Steve Yaeger, vice president and chief marketing officer of the Minneapolis Star Tribune, discussed the relationship between advertisements and consumers.
Ray Faust is excited about the outlook for the digital advertising marketplace.
In his presentation, “The future of media revenue: It’s time to rethink ads,” Faust, vice president of emerging media sales for the Minneapolis Star Tribune, discussed the ways in which he and his team have made huge strides in increasing revenue for publishers.
Speaking to about 40 people Friday, Feb. 19, at the New England Newspaper and Press Association winter convention, Faust explained his techniques for audience monetization, and the changing role of ads in publications.
“We are in a state of opportunity,” Faust said. “There is not a day that goes by without us hearing about new challenges.”
The majority of the audience members indicated by a show of hands that they oversee some form of digital content for their publications. That informal survey exemplified the digital shift media outlets now face.
Faust stressed the dynamic nature of online advertising and the need to keep up with ever-changing demands for publications to survive.
Pointing to his presentation slide detailing a dense advertising strategy, Faust said: “This will all be different tomorrow.”
Faust also emphasized the importance of networking to add people with different skills to your team. His advice is simply to talk to everybody.
“You never know who is going to be able to help you,” Faust said. “We have to be willing to try different things, try different approaches.”
Faust discussed the changing role of ads and innovative methods publishers can use to improve their value as advertising vehicles:
• Performance marketing, which bases payment for ads on their effectiveness in achieving certain goals, including success in selling a product or service.
• Audience distribution, which is taking into account the platforms on which the audience views content.
• Competitive reach,
which is the measure of how effective publishers are in delivering results
from the ads they publish.
Faust was joined by the Star Tribune’s vice president and chief marketing officer, Steve Yaeger, who concluded the presentation by explaining the relationship between advertisements and consumers.
Because readers often don’t want to see ads, ad blockers have become popular for online readers.
Yaeger explained the techniques his company has developed to navigate around ad blockers, which include inviting users to subscribe or sign up for the Star Tribune’s email list to receive stories and updates from the Star Tribune in their inboxes. The thinking is that if those with ad blockers sign up for the emails, they will still receive ads in the stories they get in the emails.
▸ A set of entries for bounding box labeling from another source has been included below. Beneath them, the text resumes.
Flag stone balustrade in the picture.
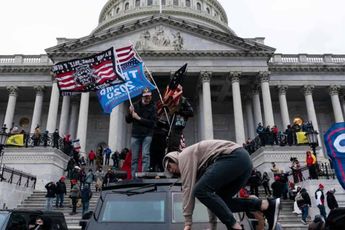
[0,54,53,66]
[270,54,345,64]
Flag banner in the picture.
[97,58,155,113]
[324,122,345,189]
[52,48,123,95]
[6,134,24,147]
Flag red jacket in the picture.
[306,153,316,166]
[89,150,96,161]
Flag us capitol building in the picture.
[0,0,345,158]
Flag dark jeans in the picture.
[300,205,309,221]
[71,197,78,213]
[317,204,327,220]
[262,182,272,196]
[55,193,65,207]
[193,148,261,229]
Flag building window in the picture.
[186,0,190,7]
[196,2,201,11]
[135,0,140,6]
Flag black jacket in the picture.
[126,100,156,137]
[55,180,67,195]
[45,182,56,197]
[326,191,339,210]
[297,188,311,207]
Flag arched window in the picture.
[206,7,211,14]
[186,0,190,7]
[135,0,140,6]
[125,2,129,10]
[196,2,201,11]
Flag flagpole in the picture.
[113,47,133,107]
[130,42,170,125]
[159,0,163,14]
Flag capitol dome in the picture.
[92,0,235,35]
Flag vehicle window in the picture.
[172,192,209,223]
[100,192,167,223]
[7,213,27,230]
[0,213,8,229]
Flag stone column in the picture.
[68,100,79,140]
[198,88,205,141]
[108,104,125,151]
[46,82,60,133]
[278,85,290,130]
[245,97,255,139]
[329,85,344,123]
[341,95,345,118]
[4,86,18,129]
[77,93,90,156]
[229,72,245,144]
[252,87,262,128]
[304,85,320,132]
[259,72,274,127]
[59,96,71,137]
[200,72,213,140]
[30,86,44,133]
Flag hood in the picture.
[163,151,179,177]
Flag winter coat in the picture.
[326,191,339,210]
[45,182,56,198]
[126,100,156,137]
[56,180,67,194]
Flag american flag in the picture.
[157,64,187,116]
[52,48,124,94]
[115,45,142,65]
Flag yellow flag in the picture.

Imagining what Yaeger described as an “ad-free future” is about focusing on the consumer, while still being able to make a profit, Yaeger said. That means changing the format of ads with, for example, sponsored content or different, more efficient, ways to display ads.
Faust said: “The value for the reader will take care of itself. As long as the newsroom makes great journalism that is relevant for the market, that (the value) will take care of itself. But everyone is coming after our advertisers.”
Faust said the shift in the way ads will be presented will change, but the strategy will also have to accommodate advertisers and their vision for how their products are promoted.
“So, an ‘ad-free future’ is not the same as an advertiser-free future,” Faust said
‘We are in a state of opportunity. There is not a day that goes by without us hearing about new challenges.’